As he waited for a donor, he kept lifting weights, though he had to take a break between each set to catch his breath. Fortunately, he didn't have to wait long. After 5 weeks, Ramzy performed a double lung transplant. Yuhas was back home within 8 days—his oxygen levels in the normal range for the first time in years.

"Every breath I take now, I think of and thank my donor. I will never let him down," he says. "I also give the nurses at Cedars-Sinai a lot of credit. What they did for me was overwhelming. I love them all."

Yuhas calls Ramzy his hero: "I owe him my life."



A new perspective

Although nonsurgical treatment did not work for Yuhas, he made a major contribution to IPF research by donating his diseased lungs to the Noble Laboratory for study. Noble notes that cells from lungs are cultured for use in experiments to learn how and why IPF develops, and to seek pathways to stop or even reverse its progress.

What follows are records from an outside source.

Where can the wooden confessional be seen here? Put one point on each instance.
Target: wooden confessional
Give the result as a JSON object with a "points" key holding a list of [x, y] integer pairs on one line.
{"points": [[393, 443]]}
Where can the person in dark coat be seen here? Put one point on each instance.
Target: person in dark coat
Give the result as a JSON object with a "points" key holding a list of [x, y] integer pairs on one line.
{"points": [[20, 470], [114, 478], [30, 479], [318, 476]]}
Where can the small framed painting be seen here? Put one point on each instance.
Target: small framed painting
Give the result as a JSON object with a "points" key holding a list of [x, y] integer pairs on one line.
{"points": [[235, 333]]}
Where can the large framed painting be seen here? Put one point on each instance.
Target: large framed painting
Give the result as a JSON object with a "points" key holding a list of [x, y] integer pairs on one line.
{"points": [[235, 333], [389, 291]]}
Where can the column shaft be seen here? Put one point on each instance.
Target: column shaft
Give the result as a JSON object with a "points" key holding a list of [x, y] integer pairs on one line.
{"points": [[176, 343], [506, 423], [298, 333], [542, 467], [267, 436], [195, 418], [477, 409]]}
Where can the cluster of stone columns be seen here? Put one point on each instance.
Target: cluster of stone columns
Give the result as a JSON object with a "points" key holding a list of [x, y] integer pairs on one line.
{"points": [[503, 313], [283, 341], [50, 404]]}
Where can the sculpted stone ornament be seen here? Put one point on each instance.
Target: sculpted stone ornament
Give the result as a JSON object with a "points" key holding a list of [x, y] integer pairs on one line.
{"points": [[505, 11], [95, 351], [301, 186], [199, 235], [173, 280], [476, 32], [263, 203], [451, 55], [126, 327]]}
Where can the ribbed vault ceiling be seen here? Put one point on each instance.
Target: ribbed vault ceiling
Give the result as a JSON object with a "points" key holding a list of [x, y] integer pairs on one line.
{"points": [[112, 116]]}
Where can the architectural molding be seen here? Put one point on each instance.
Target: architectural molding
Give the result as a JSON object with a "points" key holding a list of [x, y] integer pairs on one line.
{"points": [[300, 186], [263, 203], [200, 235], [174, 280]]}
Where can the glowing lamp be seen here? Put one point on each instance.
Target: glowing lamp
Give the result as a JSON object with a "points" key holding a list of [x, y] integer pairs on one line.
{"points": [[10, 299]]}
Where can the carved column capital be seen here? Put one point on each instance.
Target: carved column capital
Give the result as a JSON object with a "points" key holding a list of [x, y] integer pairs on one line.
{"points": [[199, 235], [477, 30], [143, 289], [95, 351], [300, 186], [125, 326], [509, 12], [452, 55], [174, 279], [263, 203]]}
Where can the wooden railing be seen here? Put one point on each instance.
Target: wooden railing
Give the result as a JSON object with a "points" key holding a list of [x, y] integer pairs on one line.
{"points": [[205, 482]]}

Yuhas, whose three sons were there for him throughout the treatment process, had a smooth recovery from his transplant surgery and resumed his busy life. In addition to exercising regularly and spending precious time with family—including two young grandsons who live nearby—he works as a logistics coordinator, moving high-end race and show cars around the country.

He can breathe easy now, and says having a "second shot at life" has changed him.

"I have a new perspective," he says. "I appreciate things more. It's like putting on a new pair of glasses. Everything is clearer and brighter."